Michael Redlich: I have a lot of folks that follow my profile, so I appreciate their support. First off, it's come down to a science in capturing all this and having bookmarks. I check every week and follow along the mailing list in the open JDK space and all that. And just as a reminder to the listeners, the weekly Java roundups were created to capture all those small point releases that wouldn't be necessarily worthy of a full detailed news piece, but at least it gives the Java community to see what's actually happening, and just to follow along. So yes, this was actually started by Ben Evans, but that was a great idea and I took that over when I took over as the lead.

Where to reach out to Mike and the InfoQ Java team [21:47]

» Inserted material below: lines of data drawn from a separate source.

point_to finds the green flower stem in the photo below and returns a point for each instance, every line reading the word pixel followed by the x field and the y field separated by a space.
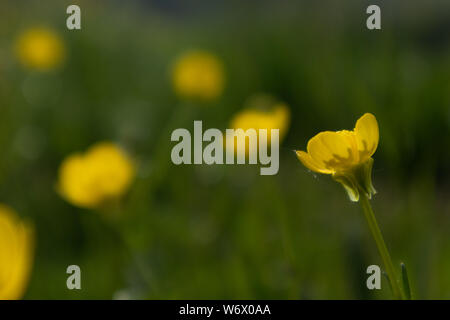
pixel 376 233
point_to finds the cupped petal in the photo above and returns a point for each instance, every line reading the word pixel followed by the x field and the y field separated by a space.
pixel 334 151
pixel 367 136
pixel 309 162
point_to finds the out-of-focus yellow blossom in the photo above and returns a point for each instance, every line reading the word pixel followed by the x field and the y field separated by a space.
pixel 101 174
pixel 346 155
pixel 198 75
pixel 275 117
pixel 16 254
pixel 40 49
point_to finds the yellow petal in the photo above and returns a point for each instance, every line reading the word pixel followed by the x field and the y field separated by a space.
pixel 367 135
pixel 309 162
pixel 333 150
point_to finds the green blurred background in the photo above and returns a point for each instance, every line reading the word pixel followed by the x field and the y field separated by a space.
pixel 221 232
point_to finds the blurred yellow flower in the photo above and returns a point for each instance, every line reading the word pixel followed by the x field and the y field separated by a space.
pixel 198 75
pixel 346 155
pixel 276 117
pixel 40 49
pixel 91 179
pixel 16 254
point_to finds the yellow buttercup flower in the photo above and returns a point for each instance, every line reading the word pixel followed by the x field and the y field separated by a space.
pixel 91 179
pixel 16 254
pixel 275 117
pixel 346 155
pixel 198 75
pixel 40 49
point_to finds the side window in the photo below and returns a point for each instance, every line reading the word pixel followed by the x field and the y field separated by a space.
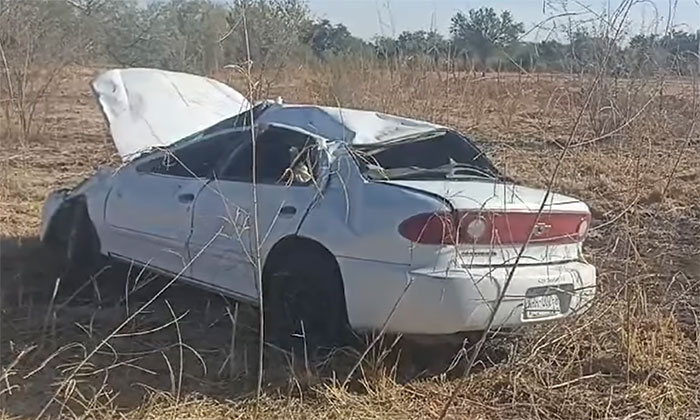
pixel 195 160
pixel 283 157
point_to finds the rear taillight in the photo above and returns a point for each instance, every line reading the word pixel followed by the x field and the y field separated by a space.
pixel 495 228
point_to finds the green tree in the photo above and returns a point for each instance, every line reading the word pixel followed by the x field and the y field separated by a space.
pixel 482 31
pixel 326 39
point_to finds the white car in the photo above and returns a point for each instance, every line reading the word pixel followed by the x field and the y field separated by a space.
pixel 358 220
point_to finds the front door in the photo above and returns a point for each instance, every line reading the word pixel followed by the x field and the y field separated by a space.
pixel 149 213
pixel 231 234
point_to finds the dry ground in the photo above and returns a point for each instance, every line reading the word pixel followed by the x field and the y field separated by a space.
pixel 636 354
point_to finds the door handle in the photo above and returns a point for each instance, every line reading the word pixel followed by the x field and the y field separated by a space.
pixel 288 211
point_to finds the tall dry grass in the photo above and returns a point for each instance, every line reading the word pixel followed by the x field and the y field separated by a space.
pixel 635 160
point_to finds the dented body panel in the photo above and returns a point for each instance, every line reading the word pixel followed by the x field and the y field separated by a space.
pixel 196 221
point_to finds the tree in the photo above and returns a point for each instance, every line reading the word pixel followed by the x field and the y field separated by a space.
pixel 482 31
pixel 326 39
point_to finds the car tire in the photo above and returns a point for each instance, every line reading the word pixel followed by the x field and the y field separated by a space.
pixel 79 249
pixel 304 304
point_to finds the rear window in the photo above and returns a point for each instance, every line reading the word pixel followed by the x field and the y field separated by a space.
pixel 436 155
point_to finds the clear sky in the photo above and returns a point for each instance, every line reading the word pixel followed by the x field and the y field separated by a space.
pixel 367 18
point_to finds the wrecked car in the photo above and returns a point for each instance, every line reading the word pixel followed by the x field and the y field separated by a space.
pixel 353 220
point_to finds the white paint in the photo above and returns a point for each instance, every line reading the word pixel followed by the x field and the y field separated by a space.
pixel 142 217
pixel 148 108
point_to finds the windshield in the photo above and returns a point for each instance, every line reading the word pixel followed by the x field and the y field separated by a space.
pixel 436 155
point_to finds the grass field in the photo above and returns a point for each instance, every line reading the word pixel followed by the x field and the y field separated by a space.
pixel 634 157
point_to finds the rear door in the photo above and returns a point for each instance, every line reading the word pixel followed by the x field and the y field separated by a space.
pixel 224 245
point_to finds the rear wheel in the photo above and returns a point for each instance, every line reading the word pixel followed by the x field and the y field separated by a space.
pixel 304 304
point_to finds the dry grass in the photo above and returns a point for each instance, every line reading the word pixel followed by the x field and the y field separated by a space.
pixel 635 355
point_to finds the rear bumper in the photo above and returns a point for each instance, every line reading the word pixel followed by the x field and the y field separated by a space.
pixel 427 301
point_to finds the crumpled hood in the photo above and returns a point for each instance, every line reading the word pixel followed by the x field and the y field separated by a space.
pixel 148 108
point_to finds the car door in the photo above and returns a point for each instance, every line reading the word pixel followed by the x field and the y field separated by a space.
pixel 224 240
pixel 149 209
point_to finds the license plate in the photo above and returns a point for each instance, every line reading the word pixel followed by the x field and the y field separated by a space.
pixel 542 306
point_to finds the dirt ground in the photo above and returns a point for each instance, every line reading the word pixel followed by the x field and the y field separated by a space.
pixel 634 157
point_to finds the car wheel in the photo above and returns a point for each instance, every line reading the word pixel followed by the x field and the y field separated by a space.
pixel 80 254
pixel 304 304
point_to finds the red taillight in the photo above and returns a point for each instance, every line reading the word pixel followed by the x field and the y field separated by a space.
pixel 495 228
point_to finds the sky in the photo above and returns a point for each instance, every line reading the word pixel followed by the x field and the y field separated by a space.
pixel 368 18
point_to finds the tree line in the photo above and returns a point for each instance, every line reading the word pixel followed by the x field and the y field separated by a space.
pixel 203 35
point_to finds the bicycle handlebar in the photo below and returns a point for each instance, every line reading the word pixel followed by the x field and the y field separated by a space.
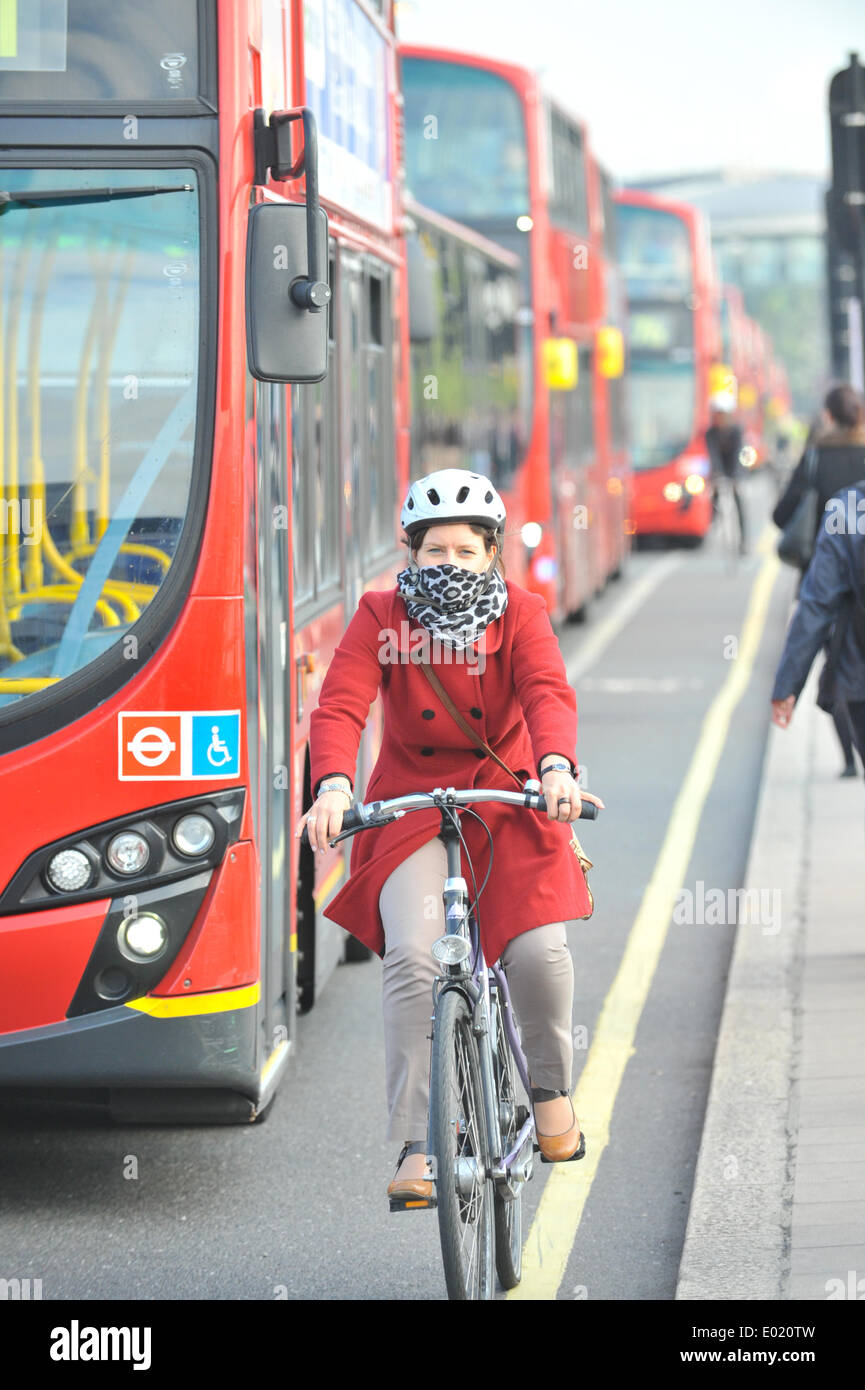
pixel 376 813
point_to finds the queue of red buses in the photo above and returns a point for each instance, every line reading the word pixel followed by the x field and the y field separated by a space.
pixel 689 341
pixel 227 344
pixel 182 542
pixel 673 342
pixel 486 148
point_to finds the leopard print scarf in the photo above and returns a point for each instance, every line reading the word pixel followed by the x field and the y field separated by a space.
pixel 451 602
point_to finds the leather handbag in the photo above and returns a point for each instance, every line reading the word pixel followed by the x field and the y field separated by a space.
pixel 586 863
pixel 796 545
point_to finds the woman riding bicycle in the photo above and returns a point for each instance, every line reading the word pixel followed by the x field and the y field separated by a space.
pixel 494 651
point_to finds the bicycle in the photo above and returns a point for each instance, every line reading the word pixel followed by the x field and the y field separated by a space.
pixel 480 1140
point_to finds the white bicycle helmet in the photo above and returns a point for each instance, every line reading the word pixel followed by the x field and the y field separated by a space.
pixel 452 495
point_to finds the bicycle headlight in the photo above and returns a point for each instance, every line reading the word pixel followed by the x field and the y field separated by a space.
pixel 451 950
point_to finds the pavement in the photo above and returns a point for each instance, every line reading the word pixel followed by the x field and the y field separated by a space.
pixel 778 1208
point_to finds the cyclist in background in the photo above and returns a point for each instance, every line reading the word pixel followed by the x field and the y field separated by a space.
pixel 725 445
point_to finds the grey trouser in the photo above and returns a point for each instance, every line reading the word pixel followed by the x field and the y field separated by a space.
pixel 540 976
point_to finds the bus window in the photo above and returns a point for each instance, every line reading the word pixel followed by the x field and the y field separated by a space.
pixel 378 357
pixel 100 309
pixel 465 141
pixel 568 206
pixel 92 53
pixel 655 253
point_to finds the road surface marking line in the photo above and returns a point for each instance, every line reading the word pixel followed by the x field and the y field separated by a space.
pixel 556 1221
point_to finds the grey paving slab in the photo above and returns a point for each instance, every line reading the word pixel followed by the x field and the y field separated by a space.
pixel 833 1258
pixel 787 1096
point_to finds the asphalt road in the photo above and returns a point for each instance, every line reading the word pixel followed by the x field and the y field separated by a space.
pixel 296 1208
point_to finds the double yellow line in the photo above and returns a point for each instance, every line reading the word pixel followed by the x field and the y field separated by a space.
pixel 556 1221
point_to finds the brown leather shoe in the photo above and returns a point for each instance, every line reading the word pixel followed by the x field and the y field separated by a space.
pixel 559 1148
pixel 409 1191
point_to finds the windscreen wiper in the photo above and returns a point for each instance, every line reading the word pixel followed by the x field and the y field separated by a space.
pixel 70 196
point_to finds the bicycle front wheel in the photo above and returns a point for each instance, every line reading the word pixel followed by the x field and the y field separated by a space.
pixel 458 1137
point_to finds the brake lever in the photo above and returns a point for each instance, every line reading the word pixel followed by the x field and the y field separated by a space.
pixel 370 824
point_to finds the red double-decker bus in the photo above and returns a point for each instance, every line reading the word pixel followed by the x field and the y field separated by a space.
pixel 488 149
pixel 182 541
pixel 673 339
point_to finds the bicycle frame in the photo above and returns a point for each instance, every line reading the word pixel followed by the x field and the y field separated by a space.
pixel 474 986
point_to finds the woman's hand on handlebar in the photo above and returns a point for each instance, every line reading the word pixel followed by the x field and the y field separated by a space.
pixel 324 819
pixel 563 797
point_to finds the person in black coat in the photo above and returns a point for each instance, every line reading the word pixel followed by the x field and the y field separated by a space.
pixel 725 445
pixel 832 592
pixel 835 459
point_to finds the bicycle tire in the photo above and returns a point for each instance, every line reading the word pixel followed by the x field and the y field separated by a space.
pixel 508 1214
pixel 458 1134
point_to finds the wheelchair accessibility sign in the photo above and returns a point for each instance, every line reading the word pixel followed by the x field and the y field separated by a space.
pixel 167 745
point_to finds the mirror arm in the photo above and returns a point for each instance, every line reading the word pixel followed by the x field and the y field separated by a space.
pixel 306 291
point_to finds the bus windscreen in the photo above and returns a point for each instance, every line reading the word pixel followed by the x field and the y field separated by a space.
pixel 99 345
pixel 57 52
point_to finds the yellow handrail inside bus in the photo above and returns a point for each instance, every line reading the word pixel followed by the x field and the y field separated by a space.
pixel 22 576
pixel 25 684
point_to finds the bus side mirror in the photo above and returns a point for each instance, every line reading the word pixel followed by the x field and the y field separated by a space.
pixel 284 341
pixel 287 296
pixel 423 307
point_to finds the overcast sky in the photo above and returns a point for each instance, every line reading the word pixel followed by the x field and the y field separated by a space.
pixel 671 85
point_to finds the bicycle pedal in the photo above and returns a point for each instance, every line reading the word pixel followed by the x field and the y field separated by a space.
pixel 406 1204
pixel 573 1158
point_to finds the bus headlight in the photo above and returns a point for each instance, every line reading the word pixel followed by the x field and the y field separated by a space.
pixel 193 836
pixel 128 852
pixel 68 870
pixel 451 950
pixel 142 937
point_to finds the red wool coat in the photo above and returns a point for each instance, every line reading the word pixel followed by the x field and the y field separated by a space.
pixel 518 697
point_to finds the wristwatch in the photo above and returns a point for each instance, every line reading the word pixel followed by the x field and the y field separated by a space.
pixel 334 787
pixel 556 767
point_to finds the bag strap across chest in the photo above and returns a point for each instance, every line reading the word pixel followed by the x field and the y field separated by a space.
pixel 440 690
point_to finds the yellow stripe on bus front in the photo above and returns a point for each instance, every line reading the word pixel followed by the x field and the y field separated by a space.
pixel 220 1001
pixel 9 28
pixel 334 876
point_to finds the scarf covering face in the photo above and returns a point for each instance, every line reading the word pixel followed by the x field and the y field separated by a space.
pixel 449 603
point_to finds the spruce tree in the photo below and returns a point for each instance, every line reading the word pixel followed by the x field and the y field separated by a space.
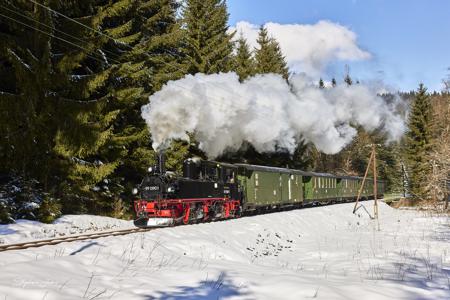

Daniel Bryant: Fantastic. If folks want to find you, Mike, where's the best place to connect? Obviously InfoQ, but are you on Twitter? You on LinkedIn? Where's the best place for folks to reach out?

Michael Redlich: Yes, I'm on LinkedIn. I'm sure I'm one of the few persons named Redlich out there. And then my Twitter handle is mpredli, I try to remain a little active on Twitter. And of course, InfoQ advertises all the news releases on Twitter as well.

Daniel Bryant: Fantastic, Mike. Well thank you very much for your time today. We'll be sure to link the final trend report off the show notes as well when that one's released. And I really appreciate your input, Mike. Thank you very much for chatting today.

Michael Redlich: Oh, thanks for taking the time to have this chat. It was great.